Mark Xu comments on Definitions of Causal Abstraction: Reviewing Beckers & Halpern

Mark Xu 21 Jan 2020 4:40 UTC
6 points
I don’t know if you’ve seen this, but https://arxiv.org/abs/1906.11583 is a follow-up that generalizes the Beckers and Halpern paper to a notion of approximate abstraction by measuring the non-commutativity of the diagram by using some distance function and taking expectations. I think the most useful notion that the paper introduces is the idea of a probability distribution over the set of allowed interventions. Intuitively, you don’t need your abstraction of temperature to behave nicely w.r.t freezing half the room and burning the other half such that the average kinetic energy balances out. Thus you can determine the “approximate commutativeness” of the diagram by fixing a high-level intervention and taking an expectation over the low-level interventions that were likely to map to that high-level intervention.
Also, if you are willing to write up your counter example to the conjecture that Beckers and Halpern make, I am currently researching under Eberhardt and he (and I) would be extremely interested in seeing it. I also initially thought that the conjecture was obviously false, but when I tried to actually construct counter examples, all of them ended up as either not strong abstractions or not recursive (acyclic) causal models.
- johnswentworth 22 Jan 2020 4:00 UTC
  3 points
  Parent
  Turns out the particles → fluid example doesn’t work; it’s not a $τ$ -abstraction (which makes me think the range of applicability of $τ$ -abstraction is considerably narrower than I first thought).
  That said, here’s a counterexample which I think works. Variables of the low-level model:
  - $X_{1} . . . X_{n}$ follow an arbitrary structural model
  - $σ$ is a random permutation
  - $Y_{1} . . . Y_{n}$ given by $Y_{i} = g (X_{σ (i)}, U_{i}^{Y})$
  … where U are iid noise terms. So we have some arbitrary structural model, we scramble the variables, and then we compute a function of each. For the high-level model:
  - $X_{1}^{'} . . . X_{n}^{'}$ follow the same model as $X_{1} . . . X_{n}$ in the low-level model
  - $Z_{1} . . . Z_{n}$ given by $Z_{i} = g (X_{i}^{'}, U_{i}^{Z})$
  … so it’s the same as the low-level model, but with the $Y$ variables unscrambled. The mapping between the two is what you’d expect: $τ$ maps $X \to X^{'}$ directly, and uses $σ$ to unscramble $Y$ : $Z = Y_{σ^{- 1}}$ . Then the interventions $ω_{τ}$ are similarly simple:
  - $ω_{τ} (X_{i} \leftarrow x^{*}) = (X_{i}^{'} \leftarrow x^{*})$
  - $ω_{τ} (Y_{σ^{* - 1} (i)} \leftarrow y^{*}, σ \leftarrow σ^{*}) = (Z_{i} \leftarrow y^{*})$
  Note that we can pick any $σ^{*}$ we please for the last intervention, but we do need to pick one—we can’t just leave it alone.

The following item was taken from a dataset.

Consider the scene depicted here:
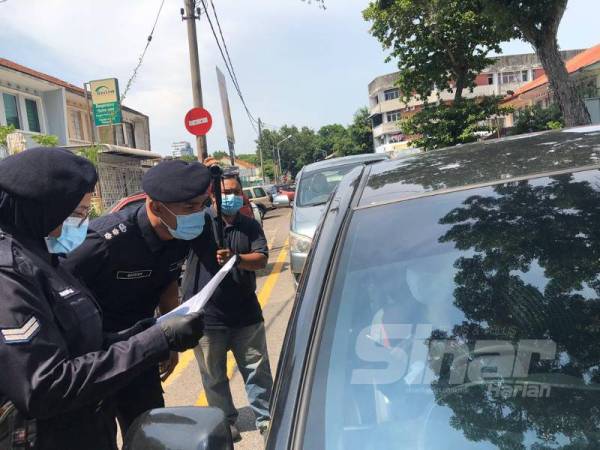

  I’m pretty sure this checks all the boxes for strong $τ$ -abstraction. But it isn’t a constructive $τ$ -abstraction, since all of the $Z$ ’s depend on the same low-level variable $σ$ . In principle, there could still be some other $τ$ which makes the high-level model a constructive abstraction (B&H’s definition only requires that some $τ$ exist between the two models), but I doubt it.
  Let me know if you guys spot a hole in this setup, or see an elegant way to confirm that there isn’t some other $τ$ that magically makes it constructive.